Atrocities inflicted on UP Muslims, Rule of law collapsed: Jury

Lucknow: Little do we know about the Yogi government violence that targeted only one section of people that is the Muslim community, brutally killing people, shooting them to death.

The ruling government’s barbarism against protestors opposing CAA, NPR, NRIC is not only witnessed in UP but also in varsities where the future generations has been attacked, assaulted, shamefully by none other than the uniformed keepers of law and order, the Telegraph reported.

Jamia Millia Islamia University, Jawaharlal Nehru University, Aligarh University were targetted, the keepers of law turned savage against these centres targeting students, staff.

Meanwhile, the women of Shaheen Bagh continue to silently protest as they shed light through wintry nights on the aspirations of their fellow citizens across India.

Surprisingly, however, very scant attention has been paid to the extraordinary horrors inflicted on the hapless Muslims of Uttar Pradesh with the State CM misusing power, sheltering behind the Constitution claiming to take revenge against this community with inadequate reportage from media that has kept these chilling details under wraps not exposing it to the outside world.

UP State’s administration, including the police, did become clear as a reign of terror that was unleashed on the Muslims.

Soon after little reportage of the terror, the police army unleashed on Muslims, a “people’s tribunal” was held in Delhi on January 16 to expose the shocking chain of events that swept the capital as well as the western Uttar Pradesh.

The fate of UP Muslims became a casualty in the state with increased hate assault by the keepers of the law.

Following the incidents, assaults against the community, a jury for the people’s tribunal was set up comprising of former justices of the Supreme Court, a former chief justice of Delhi High Court, eminent academics and retired civil servants.

The jury was “deeply worried and dismayed by the testimonies placed before it.
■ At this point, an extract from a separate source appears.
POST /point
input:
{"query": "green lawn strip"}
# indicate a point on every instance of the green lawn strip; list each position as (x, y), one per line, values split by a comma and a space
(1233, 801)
It is convinced that the entire state machinery, led from the top, acted with grave prejudice and perpetrated violence targeting one particular community, the state’s Muslim population, and the social activists leading the movement”.

Having heard the testimonies of lawyers, field workers, human rights defenders, civil society activists, doctors and eyewitnesses and watching the videos of victims, the jury opined that “the UP police has been guilty of inflicting enormous violence targeting the Muslim community, peaceful protesters, and not even sparing those (who) were not involved in the protest”.
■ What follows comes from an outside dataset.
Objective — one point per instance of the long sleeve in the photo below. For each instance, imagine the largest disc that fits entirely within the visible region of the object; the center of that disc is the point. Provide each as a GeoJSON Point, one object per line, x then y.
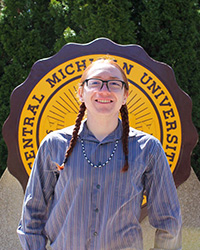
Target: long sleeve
{"type": "Point", "coordinates": [37, 201]}
{"type": "Point", "coordinates": [162, 201]}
The police brutality also included “the arrest of and filing of false cases against innocent people; the destruction of vehicles and property by entering people’s homes, as well as CCTV cameras; threats to and intimidation of people picked up (for) speaking the truth about what happened; communalized abuses against victims; custody violence even on minors; firing and killing people without following the law; preventing medical personnel from treating the injured and threatening the injured against accessing medical care”.
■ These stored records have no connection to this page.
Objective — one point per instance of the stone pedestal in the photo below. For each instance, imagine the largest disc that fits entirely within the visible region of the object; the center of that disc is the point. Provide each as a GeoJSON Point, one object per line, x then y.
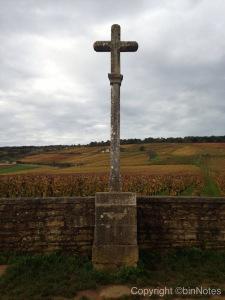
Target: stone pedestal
{"type": "Point", "coordinates": [115, 240]}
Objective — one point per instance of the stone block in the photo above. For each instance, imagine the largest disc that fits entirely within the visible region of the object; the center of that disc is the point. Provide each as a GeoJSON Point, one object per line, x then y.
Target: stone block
{"type": "Point", "coordinates": [115, 237]}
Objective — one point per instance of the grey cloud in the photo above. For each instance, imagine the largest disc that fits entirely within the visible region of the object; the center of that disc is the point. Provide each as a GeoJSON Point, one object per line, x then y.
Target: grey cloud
{"type": "Point", "coordinates": [54, 88]}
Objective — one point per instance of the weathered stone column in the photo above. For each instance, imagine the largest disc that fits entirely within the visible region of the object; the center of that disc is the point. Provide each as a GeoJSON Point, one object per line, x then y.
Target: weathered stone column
{"type": "Point", "coordinates": [115, 178]}
{"type": "Point", "coordinates": [115, 242]}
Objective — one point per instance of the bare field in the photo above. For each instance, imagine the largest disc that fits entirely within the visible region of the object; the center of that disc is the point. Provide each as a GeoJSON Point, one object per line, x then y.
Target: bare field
{"type": "Point", "coordinates": [204, 162]}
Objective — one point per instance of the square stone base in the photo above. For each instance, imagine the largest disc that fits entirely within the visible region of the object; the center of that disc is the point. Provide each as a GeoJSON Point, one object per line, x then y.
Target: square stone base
{"type": "Point", "coordinates": [115, 240]}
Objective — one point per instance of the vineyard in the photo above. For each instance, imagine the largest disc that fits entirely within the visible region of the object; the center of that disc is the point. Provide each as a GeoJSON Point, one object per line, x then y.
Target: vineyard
{"type": "Point", "coordinates": [89, 184]}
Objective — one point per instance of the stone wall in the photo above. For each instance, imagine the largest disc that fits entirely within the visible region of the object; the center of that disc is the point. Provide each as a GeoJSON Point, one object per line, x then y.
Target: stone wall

The jury also came to the understanding that the victims’ complaints about police brutality, violence and destruction of property were either not filed or were filed incorrectly while, on the other hand, thousands of FIRs were filed against unnamed people on the charge that they had become violent, the intention to continue harassment and intimidation.

The jury also found that the notices issued to the public for the damage allegedly caused to public property, without specifying culpability in a court of law, was entirely illegal.

Surprisingly, one of the most chilling revelations to have emerged from the tribunal was the repeated charge that none of the hospitals would admit even seriously injured people as they were apparently concerned about displeasing the government, as a sequence many individuals lost their lives.

Such conduct on the part of the state or the institution would be a violation of Article 21, Supreme Court rulings and international treaties to which India is a signatory, besides the matter of the Hippocratic oath.

Allegations of ambulances were not provided when necessary, when the Red Cross is honoured even in war also made it to the jury.

This despicable conduct by those concerned would likely have put them in front of an international tribunal investigating human rights had Uttar Pradesh been an independent country.

The jury concluded: “The state of affairs in UP shows a complete collapse of rule of law. In fact, the very state administration that is charged with protecting the rule of law is perpetrating violence upon its own people.”